Loading an input gene set
-------------------------

First, specify the input genes (can have mixed gene ID types, i.e. have any combination of Entrez
IDs, Gene Symbols, or Ensembl IDs).

.. code-block:: python

   input_genes = ["6457", "7037", "3134", "TTC8"," BBS5", "BBS12", ...]

Alternatively, read the gene list from file

.. code-block:: python

   import geneplexus
   input_genes = geneplexus.util.read_gene_list("my_gene_list.txt")
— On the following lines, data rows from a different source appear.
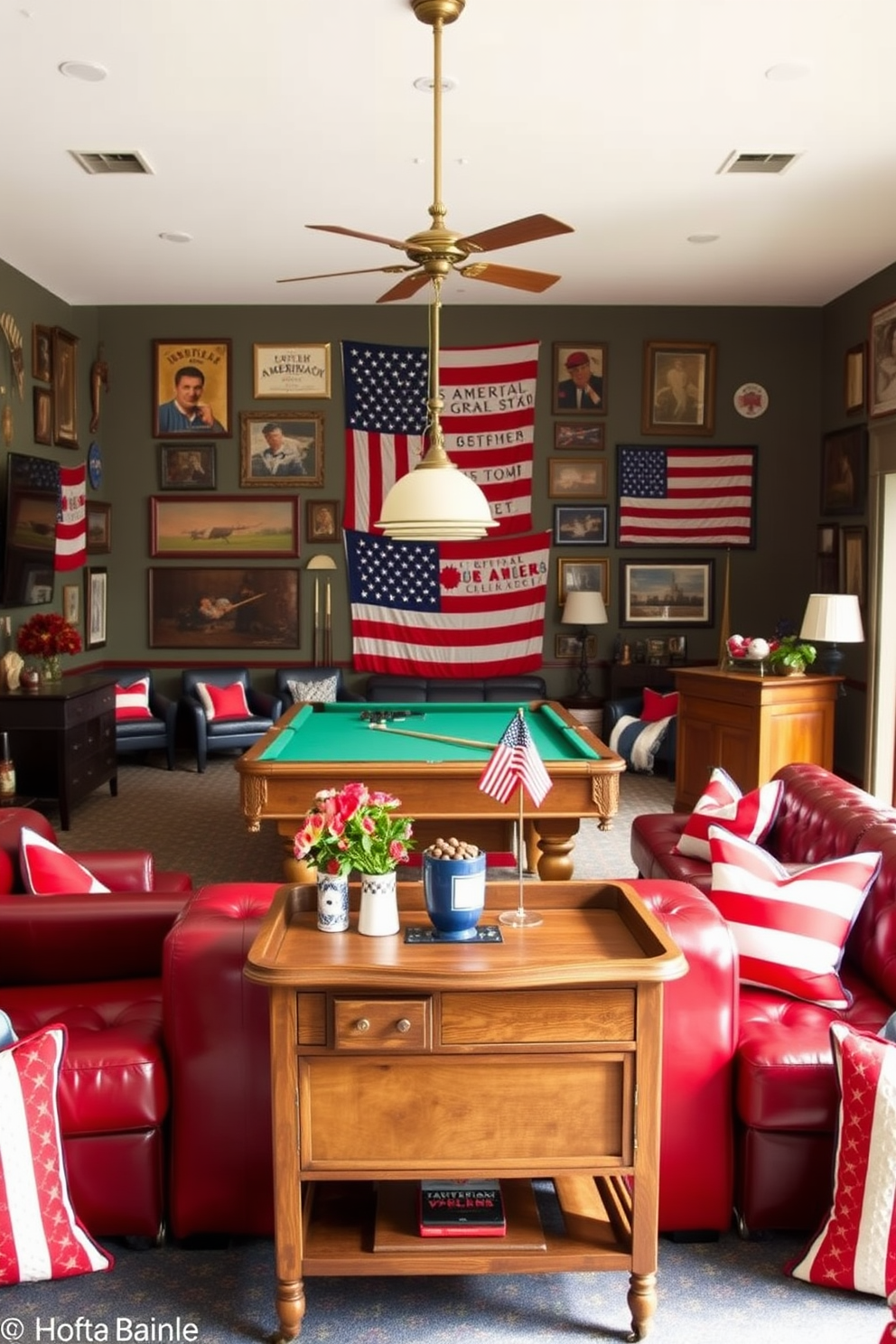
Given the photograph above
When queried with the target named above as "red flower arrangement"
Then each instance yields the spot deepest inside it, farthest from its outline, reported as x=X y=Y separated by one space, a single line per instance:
x=47 y=635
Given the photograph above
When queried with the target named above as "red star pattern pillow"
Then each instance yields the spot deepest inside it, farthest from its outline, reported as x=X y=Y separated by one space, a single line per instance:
x=223 y=702
x=132 y=702
x=41 y=1236
x=747 y=815
x=856 y=1246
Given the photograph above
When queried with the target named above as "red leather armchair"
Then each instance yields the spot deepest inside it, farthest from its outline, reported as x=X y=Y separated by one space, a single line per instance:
x=93 y=963
x=217 y=1036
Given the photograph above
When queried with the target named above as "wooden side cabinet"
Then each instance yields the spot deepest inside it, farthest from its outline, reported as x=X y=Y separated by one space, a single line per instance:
x=62 y=740
x=750 y=726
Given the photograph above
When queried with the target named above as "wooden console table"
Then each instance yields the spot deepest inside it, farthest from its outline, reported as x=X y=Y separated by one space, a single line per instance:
x=395 y=1062
x=62 y=740
x=749 y=724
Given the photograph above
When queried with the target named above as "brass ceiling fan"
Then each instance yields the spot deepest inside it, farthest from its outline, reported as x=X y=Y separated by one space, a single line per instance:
x=437 y=250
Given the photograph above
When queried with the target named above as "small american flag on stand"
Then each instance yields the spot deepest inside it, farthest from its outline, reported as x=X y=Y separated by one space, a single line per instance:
x=516 y=761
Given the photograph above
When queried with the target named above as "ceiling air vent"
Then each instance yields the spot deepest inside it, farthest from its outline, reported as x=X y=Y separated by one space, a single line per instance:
x=757 y=163
x=99 y=164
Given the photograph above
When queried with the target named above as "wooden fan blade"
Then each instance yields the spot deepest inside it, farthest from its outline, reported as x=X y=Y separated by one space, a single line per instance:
x=405 y=288
x=372 y=238
x=518 y=231
x=534 y=281
x=332 y=275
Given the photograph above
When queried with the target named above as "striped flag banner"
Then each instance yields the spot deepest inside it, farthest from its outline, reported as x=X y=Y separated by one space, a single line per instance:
x=516 y=761
x=686 y=496
x=424 y=608
x=488 y=424
x=71 y=520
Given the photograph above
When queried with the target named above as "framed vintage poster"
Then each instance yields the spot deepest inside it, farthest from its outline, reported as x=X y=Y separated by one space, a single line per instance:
x=187 y=467
x=191 y=382
x=65 y=388
x=844 y=471
x=203 y=608
x=882 y=355
x=667 y=592
x=290 y=371
x=587 y=575
x=678 y=391
x=281 y=448
x=576 y=477
x=98 y=527
x=42 y=415
x=96 y=605
x=581 y=525
x=322 y=520
x=188 y=527
x=854 y=379
x=579 y=375
x=570 y=435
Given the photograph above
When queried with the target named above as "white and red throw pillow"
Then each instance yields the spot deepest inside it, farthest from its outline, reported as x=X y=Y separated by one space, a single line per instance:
x=41 y=1236
x=47 y=871
x=747 y=815
x=132 y=702
x=856 y=1245
x=790 y=929
x=223 y=702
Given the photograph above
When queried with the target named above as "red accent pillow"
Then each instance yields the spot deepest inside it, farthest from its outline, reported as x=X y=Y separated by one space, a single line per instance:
x=50 y=873
x=132 y=702
x=750 y=816
x=658 y=705
x=856 y=1245
x=223 y=702
x=41 y=1236
x=790 y=929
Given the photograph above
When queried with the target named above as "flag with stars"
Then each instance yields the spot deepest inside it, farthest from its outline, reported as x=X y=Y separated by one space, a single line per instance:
x=421 y=608
x=516 y=761
x=488 y=424
x=686 y=496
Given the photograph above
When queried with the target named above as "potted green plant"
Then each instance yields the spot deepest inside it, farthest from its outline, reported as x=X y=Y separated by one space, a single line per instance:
x=790 y=655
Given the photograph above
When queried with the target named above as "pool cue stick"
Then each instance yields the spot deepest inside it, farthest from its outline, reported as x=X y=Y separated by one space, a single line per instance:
x=433 y=737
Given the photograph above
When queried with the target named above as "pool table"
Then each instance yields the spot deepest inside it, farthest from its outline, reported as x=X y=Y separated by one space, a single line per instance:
x=322 y=746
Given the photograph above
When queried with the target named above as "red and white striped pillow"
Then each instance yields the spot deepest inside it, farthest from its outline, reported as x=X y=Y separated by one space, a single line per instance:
x=790 y=929
x=41 y=1236
x=856 y=1246
x=132 y=702
x=747 y=815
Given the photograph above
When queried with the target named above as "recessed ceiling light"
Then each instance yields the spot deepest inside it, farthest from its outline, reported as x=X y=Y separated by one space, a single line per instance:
x=86 y=70
x=789 y=70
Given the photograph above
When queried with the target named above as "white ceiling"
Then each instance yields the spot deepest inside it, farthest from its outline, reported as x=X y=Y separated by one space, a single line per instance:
x=614 y=116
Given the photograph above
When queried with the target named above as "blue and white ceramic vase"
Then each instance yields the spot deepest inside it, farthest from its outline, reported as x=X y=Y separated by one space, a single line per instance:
x=378 y=914
x=454 y=892
x=332 y=902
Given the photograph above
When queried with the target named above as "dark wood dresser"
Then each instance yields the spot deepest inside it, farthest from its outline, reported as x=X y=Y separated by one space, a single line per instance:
x=62 y=740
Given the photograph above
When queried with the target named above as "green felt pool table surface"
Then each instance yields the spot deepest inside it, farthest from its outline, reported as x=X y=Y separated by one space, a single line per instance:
x=322 y=746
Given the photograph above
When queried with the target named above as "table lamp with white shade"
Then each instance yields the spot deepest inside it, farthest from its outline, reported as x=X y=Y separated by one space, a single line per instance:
x=832 y=619
x=583 y=609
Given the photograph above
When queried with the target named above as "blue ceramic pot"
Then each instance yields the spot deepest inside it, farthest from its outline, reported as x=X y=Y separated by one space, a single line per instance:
x=454 y=891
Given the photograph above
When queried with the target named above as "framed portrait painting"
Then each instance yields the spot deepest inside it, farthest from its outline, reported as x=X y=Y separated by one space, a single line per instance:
x=579 y=375
x=281 y=449
x=882 y=354
x=191 y=387
x=678 y=391
x=223 y=608
x=667 y=593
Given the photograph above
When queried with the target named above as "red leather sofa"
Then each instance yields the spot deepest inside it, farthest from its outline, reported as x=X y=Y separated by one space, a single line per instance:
x=93 y=963
x=217 y=1038
x=785 y=1087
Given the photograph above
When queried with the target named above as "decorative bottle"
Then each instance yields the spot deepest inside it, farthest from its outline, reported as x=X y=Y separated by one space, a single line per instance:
x=7 y=770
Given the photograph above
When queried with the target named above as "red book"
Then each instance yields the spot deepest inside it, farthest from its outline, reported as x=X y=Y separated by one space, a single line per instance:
x=462 y=1209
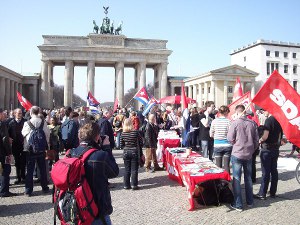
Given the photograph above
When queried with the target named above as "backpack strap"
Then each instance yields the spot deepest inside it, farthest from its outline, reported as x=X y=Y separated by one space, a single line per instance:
x=31 y=125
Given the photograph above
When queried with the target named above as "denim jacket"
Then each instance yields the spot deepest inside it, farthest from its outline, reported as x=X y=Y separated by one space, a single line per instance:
x=100 y=166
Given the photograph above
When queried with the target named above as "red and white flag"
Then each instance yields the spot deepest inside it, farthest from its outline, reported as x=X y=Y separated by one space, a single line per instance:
x=116 y=105
x=24 y=102
x=279 y=98
x=243 y=100
x=238 y=91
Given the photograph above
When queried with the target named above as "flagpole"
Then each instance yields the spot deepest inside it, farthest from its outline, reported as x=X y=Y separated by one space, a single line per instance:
x=128 y=102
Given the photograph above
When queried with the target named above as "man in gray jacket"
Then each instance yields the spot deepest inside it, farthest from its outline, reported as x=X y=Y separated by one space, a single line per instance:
x=243 y=135
x=32 y=157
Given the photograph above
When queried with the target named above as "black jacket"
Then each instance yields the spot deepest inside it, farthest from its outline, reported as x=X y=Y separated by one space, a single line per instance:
x=100 y=166
x=151 y=133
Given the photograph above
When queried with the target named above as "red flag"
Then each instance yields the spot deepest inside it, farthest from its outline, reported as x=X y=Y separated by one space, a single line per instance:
x=279 y=98
x=243 y=100
x=116 y=105
x=24 y=102
x=238 y=91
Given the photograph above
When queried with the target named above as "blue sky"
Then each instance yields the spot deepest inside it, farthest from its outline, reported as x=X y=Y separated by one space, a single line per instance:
x=200 y=33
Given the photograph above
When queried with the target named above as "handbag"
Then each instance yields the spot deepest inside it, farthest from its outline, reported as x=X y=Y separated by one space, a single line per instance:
x=140 y=157
x=50 y=154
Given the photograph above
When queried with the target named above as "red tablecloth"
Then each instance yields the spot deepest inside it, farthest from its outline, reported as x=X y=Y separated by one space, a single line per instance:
x=174 y=168
x=168 y=143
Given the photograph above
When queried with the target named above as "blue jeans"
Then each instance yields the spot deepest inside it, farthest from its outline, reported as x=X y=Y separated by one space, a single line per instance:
x=207 y=148
x=4 y=179
x=99 y=221
x=31 y=159
x=269 y=167
x=131 y=164
x=237 y=165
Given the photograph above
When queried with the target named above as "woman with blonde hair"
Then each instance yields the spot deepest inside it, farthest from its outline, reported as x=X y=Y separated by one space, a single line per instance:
x=131 y=142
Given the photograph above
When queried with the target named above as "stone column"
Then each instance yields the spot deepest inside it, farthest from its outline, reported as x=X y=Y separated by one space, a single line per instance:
x=141 y=76
x=119 y=70
x=2 y=92
x=212 y=91
x=44 y=86
x=252 y=89
x=69 y=76
x=164 y=80
x=91 y=77
x=157 y=81
x=34 y=94
x=51 y=85
x=12 y=95
x=20 y=88
x=225 y=92
x=195 y=91
x=16 y=97
x=205 y=92
x=200 y=95
x=7 y=93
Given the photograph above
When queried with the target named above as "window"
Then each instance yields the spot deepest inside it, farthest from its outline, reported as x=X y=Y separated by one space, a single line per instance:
x=295 y=84
x=294 y=69
x=286 y=68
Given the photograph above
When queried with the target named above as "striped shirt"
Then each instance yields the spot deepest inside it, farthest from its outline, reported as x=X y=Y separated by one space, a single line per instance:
x=218 y=130
x=129 y=140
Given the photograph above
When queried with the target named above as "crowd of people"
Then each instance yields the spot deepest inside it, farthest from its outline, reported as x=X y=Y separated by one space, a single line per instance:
x=230 y=143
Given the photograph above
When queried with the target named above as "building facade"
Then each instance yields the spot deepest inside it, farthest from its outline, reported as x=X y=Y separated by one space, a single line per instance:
x=218 y=85
x=101 y=50
x=263 y=57
x=11 y=82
Example running PyGenePlexus pipeline
-------------------------------------

Next, run the pipline using the :class:`GenePlexus` object.

.. code-block:: python

	import geneplexus
	import json
	import os.path as osp

	# if you downloaded back end data, we can get a set from there to use as input
	# find a set that is large enough to cluster
	# replace path if didn't use deafualt file_loc
	fp_base = osp.expanduser("~")
	fp_full = osp.join(fp_base,
	                   ".data",
	                   "geneplexus",
	                   "PreTrainedWeights__Human__Mondo__STRING__SixSpeciesN2V.json",
	)
	with open (fp_full, "r") as f:
	    disease_gene_sets = json.load(f)
	for aterm in disease_gene_sets:
	    num_genes = len(disease_gene_sets[aterm]["PosGenes"])
	    if num_genes > 100:
	        input_genes = disease_gene_sets[aterm]["PosGenes"]
	        print(f"Disease chosen is {disease_gene_sets[aterm]['Name']}")
	        break

	# initialize GenePlexus
	gp = geneplexus.GenePlexus(file_loc = None,
	                           net_type = "STRING",
	                           sp_trn = "Human",
	                           gsc_trn = "Combined",
	                           sp_res = ["Human", "Mouse"],
	                           gsc_res = ["Combined", "Combined"],
	                           input_genes = input_genes,
	)

	# do clustering and generate all results
	gp.cluster_input()
	gp.fit()
	gp.predict()
	gp.make_sim_dfs()
	gp.make_small_edgelist()

	# get human gene prediction results for full input gene set model
	print(gp.model_info["All-Genes"].results["Human-Combined"].df_probs)
	# get similarties of trainied model to other models trained with human annotations
	print(gp.model_info["All-Genes"].results["Human-Combined"].df_sim)
	# get network connections for the top 50 human genes predcited using full input gene set model
	print(gp.model_info["All-Genes"].results["Human-Combined"].df_edge_sym)

	# get mouse gene prediction results for cluster 1 gene set model
	print(gp.model_info["Cluster-01"].results["Mouse-Combined"].df_probs)
	# get similarties of trainied model to other models trained with mouse annotations
	print(gp.model_info["Cluster-01"].results["Mouse-Combined"].df_sim)
	# get network connections for the top 50 mouse genes predcited using cluster 1 gene set model
	print(gp.model_info["Cluster-01"].results["Mouse-Combined"].df_edge_sym)

	# get log2(auPRC/prior) metric for the full input gene set model
	print(gp.model_info["All-Genes"].avgps)

	# save the class. If output_dir=None will try to save to ~/.data/geneplexus_outputs/results
	gp.save_class(output_dir = None)

- For all items saved in GenePlexus class see :class:`GenePlexus`.
- For structure of save_class output see :ref:`PyGenePlexus CLI <cli>`.